Seattle’s Transformation Myth

Posted by on May 1, 2018 in Uncategorized | No Comments

The Seattle Times published another hand-wringer recently about the death of old Seattle. About 1,000 people move to Seattle every week, pushing out the lumberjacks. The loss of Seattle is topic number one in cloud town. Traffic and homelessness are the leading concerns but there are plenty of gripes underneath those two.

The argument misses the larger trend of newcomers trying to transform Seattle. Few people have tried harder than Seattle newcomers. The Suquamish tribe and its ancestors had a good thing going for 10,000 years. Then Arthur Denny arrived, appropriating land for mills, stores and banks. Then the Yukon gold prospectors. Then the Boeing engineers…

So today we have the brightest software developers in the world coming to Seattle to start their careers. More than 50% of them are foreign born. So the level of isolation native Seattleites feel goes beyond education and income to include language and culture.

Suquamish culture was predicated on a transformation narrative. According to Suquamish myth there once was a world before humans where everything had the power and ability to take any form or do anything. Eventually, a firm order was imposed on the world by The Changer, enabling human beings to take their place in the world. Today many long-time Seattle residents would appreciate a firm order on Seattle’s old way of life.

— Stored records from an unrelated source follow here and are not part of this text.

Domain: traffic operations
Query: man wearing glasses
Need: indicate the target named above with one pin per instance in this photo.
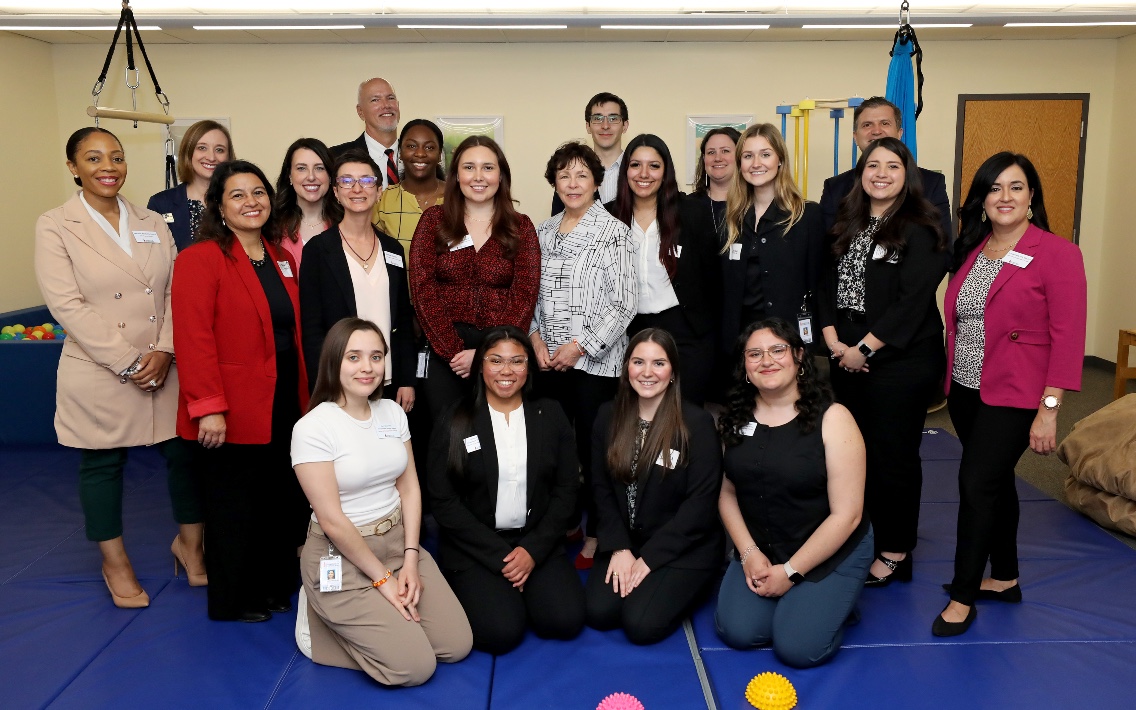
(606, 120)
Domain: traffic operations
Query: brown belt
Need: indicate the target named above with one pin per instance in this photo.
(379, 527)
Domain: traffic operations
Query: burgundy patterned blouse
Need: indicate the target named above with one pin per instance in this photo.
(481, 287)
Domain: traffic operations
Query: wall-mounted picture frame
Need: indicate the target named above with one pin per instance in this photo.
(699, 125)
(457, 128)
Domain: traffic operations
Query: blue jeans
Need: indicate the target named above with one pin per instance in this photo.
(807, 624)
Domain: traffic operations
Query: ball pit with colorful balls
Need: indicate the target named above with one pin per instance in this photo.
(19, 332)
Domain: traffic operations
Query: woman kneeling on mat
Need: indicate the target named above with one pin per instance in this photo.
(503, 476)
(792, 502)
(657, 468)
(372, 598)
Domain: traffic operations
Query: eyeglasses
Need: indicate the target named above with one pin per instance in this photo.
(347, 182)
(757, 354)
(598, 119)
(494, 364)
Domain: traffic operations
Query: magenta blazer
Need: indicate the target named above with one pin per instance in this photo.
(1035, 322)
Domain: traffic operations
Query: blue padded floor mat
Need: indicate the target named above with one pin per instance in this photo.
(1072, 643)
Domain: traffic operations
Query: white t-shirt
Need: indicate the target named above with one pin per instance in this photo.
(368, 456)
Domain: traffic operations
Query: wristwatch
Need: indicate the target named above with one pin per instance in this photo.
(794, 576)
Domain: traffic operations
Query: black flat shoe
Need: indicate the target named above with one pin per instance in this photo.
(1010, 595)
(901, 571)
(942, 627)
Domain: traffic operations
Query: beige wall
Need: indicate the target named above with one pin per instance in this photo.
(30, 182)
(276, 93)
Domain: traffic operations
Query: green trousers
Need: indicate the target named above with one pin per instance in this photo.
(100, 487)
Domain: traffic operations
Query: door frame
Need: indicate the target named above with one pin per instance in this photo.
(960, 126)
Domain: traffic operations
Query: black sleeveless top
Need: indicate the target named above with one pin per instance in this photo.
(783, 492)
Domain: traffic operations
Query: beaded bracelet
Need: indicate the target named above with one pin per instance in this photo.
(382, 582)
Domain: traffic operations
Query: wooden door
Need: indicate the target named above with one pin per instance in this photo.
(1047, 128)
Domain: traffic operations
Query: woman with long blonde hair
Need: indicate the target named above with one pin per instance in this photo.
(773, 255)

Seattle’s recurring theme is that newcomers bend the environment to their needs. The Montlake cut, the Denny Regrade, the floating bridges, the Highway 99 tunnel, a $54 billion light rail system, and the Amazon biospheres are vanities of commerce.

Amid the grumbling of the Seattle residents living in financial stasis, there is also recognition that newcomers add dimensions beyond wealth and traffic. This is the unsung benefit of Seattle’s boom decade. New ideas, perspectives and ways of living are coming to the area. Newcomers fervently believe in the transformation myth. That’s what brought them here. And they exhibit what the Suquamish called the power and ability to take any form or do anything.

So welcome newcomers. You reinforce the myth. Seattle may be welcoming 1,000 people per week, but the outlook, both native and newcomer, hasn’t changed.